Wenn es die Zeit hergibt werde ich einige Fotos von verschiedenen Formen machen...vielleicht zum WE.
Noch mal kurz zu den Bahnen. Die Seite mit dem Schiefer, soweit überhaupt noch vorhanden, ist unten da ich ja die Schweißseite aufschmelze und mit Steinen bestreue. Sie geht ja nicht über die ganze Stufe sondern soll nur den ungeschützten Folieüberstand schützen und wird dann durch größere Steine in der Flachzone gestützt und gehalten.
@ Buddler


> .wenns klappt,könnte man so manchen euro sparen.

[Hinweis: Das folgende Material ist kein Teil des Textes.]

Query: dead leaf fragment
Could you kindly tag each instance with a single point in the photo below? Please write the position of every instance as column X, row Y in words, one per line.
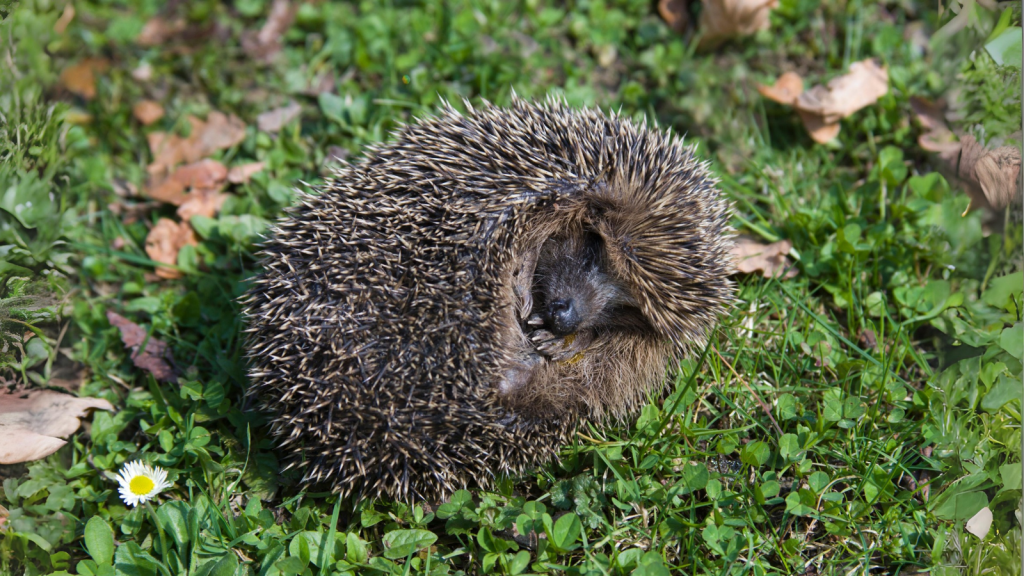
column 819, row 130
column 278, row 118
column 147, row 112
column 80, row 78
column 164, row 242
column 785, row 89
column 821, row 108
column 218, row 131
column 157, row 31
column 998, row 174
column 202, row 202
column 722, row 19
column 862, row 86
column 770, row 260
column 991, row 177
column 31, row 423
column 242, row 173
column 265, row 44
column 156, row 359
column 202, row 174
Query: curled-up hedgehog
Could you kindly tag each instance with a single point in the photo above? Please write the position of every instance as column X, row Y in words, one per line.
column 455, row 304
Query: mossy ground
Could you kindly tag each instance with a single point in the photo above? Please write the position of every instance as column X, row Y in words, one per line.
column 889, row 363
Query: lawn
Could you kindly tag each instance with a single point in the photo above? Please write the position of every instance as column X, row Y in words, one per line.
column 857, row 412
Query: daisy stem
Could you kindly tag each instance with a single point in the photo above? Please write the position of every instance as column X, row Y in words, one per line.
column 163, row 535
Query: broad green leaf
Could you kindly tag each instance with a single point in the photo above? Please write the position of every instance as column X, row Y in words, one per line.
column 1005, row 391
column 1006, row 48
column 400, row 543
column 565, row 531
column 99, row 540
column 355, row 548
column 1012, row 340
column 172, row 517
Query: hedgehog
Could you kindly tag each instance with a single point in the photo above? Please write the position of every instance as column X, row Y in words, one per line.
column 453, row 306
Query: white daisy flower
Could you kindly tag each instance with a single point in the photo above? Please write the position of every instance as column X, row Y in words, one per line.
column 140, row 482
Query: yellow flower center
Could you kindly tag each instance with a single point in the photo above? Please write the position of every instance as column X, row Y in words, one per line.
column 140, row 486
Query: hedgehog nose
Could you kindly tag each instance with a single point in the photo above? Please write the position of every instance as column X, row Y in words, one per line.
column 564, row 317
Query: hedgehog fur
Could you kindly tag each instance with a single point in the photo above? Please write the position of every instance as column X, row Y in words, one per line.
column 394, row 300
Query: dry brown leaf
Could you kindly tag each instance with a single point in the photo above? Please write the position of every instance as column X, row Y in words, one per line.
column 785, row 89
column 862, row 86
column 817, row 128
column 202, row 174
column 164, row 242
column 80, row 78
column 822, row 107
column 217, row 132
column 770, row 260
column 265, row 44
column 990, row 177
column 147, row 112
column 202, row 202
column 278, row 118
column 157, row 31
column 156, row 359
column 242, row 173
column 676, row 13
column 32, row 422
column 66, row 16
column 722, row 19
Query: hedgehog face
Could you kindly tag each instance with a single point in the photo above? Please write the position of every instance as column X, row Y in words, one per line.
column 572, row 289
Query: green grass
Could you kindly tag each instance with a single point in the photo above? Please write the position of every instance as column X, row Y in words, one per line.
column 871, row 459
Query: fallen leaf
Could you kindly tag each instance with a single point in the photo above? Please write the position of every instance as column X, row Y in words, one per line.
column 980, row 523
column 147, row 112
column 675, row 13
column 998, row 173
column 785, row 89
column 990, row 177
column 817, row 128
column 278, row 118
column 265, row 44
column 157, row 31
column 722, row 19
column 821, row 108
column 32, row 422
column 66, row 16
column 242, row 173
column 164, row 242
column 770, row 260
column 218, row 131
column 202, row 202
column 862, row 86
column 80, row 78
column 202, row 174
column 156, row 359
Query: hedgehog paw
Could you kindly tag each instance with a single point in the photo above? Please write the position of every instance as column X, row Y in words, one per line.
column 555, row 347
column 518, row 375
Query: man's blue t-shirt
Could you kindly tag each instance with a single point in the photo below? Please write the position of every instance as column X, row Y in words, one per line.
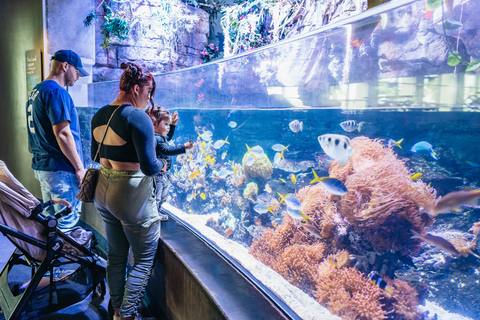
column 47, row 105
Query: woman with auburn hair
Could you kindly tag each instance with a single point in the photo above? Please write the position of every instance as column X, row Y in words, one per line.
column 125, row 193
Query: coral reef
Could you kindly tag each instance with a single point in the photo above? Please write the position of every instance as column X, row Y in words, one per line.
column 382, row 202
column 260, row 168
column 238, row 179
column 298, row 264
column 373, row 217
column 463, row 246
column 348, row 293
column 251, row 191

Das ist der Hauptgedanke dabei denn 12€ für 1mx0,6 Steinfolie kann ich nicht ausgeben, dazu brauche ich zu viel.


----------



## RKurzhals (11. Okt. 2011)

*AW: Dachpappe im Teich, geht das?*

Hallo Theo,
wenn hier keiner will, dann werde ich mal eben meinen "Senf" dazu abgeben... .
Bitumen besteht nicht nur aus wasserunlöslichen Bestandteilen. Wichtig ist ebenso der Fakt, dass das Material selbst Nährstoff für viele Mikroorgansmen ist.
Das bedeutet, Du tust Dir überhaupt keinen Gefallen, solch ein Material in den Teich zu bringen, selbst wenn kein "Ölfilm" auftritt, und das Wasser keine Geruchsveränderung zeigt.
Mein Problem wären die im Bitumen enthaltenen Phenole und krebserzeugenden Kohlenwasserstoffe (Polyaromaten), die ich lieber nicht direkt freisetzen würde.
Hinsichtlich der restlichen Eigenschaften scheint es sich in Deinem Fall um ein mehr glasfaserbasiertes Material zu handeln (Dachpappe = bitumengetränkte Pappe).
Aus der Eigenschaft, dass auf Bitumen viele Mikroorganismen leben, und in einem solchen Wasser viele Tiere leben, würde ich nichts geben - oder warum ist heute Phenol als Desinfektionsmittel verboten? Die wirklich gefährlichen Inhaltsstoffe im Bitumen kannst Du nicht sicher nachweisen, und deren Wirkung ist nicht akut, darum lieber die Finger davon! 
jetzt frag' mich bitte nicht, wieso man Regenwasser von "Pappdächern" auffangen darf, bzw. dieses nicht gesondert behandelt wird.


----------



## 69pflanzenfreund69 (12. Okt. 2011)

*AW: Dachpappe im Teich, geht das?*

Ich weis nur, dass zu DDR Zeiten viele Teiche aus solchen Bahnen gebaut wurden da es keine Folie gab. Da kam es oft zu Undichtigkeiten - ob die Inhaltsstoffe ein Problem für Tiere darstellen könnten, 

ich denke die Steine könnten sich relativ schnell lösen, auch bei selber auf Teichfolie kleben könnte es nach einiger Zeit dazu kommen.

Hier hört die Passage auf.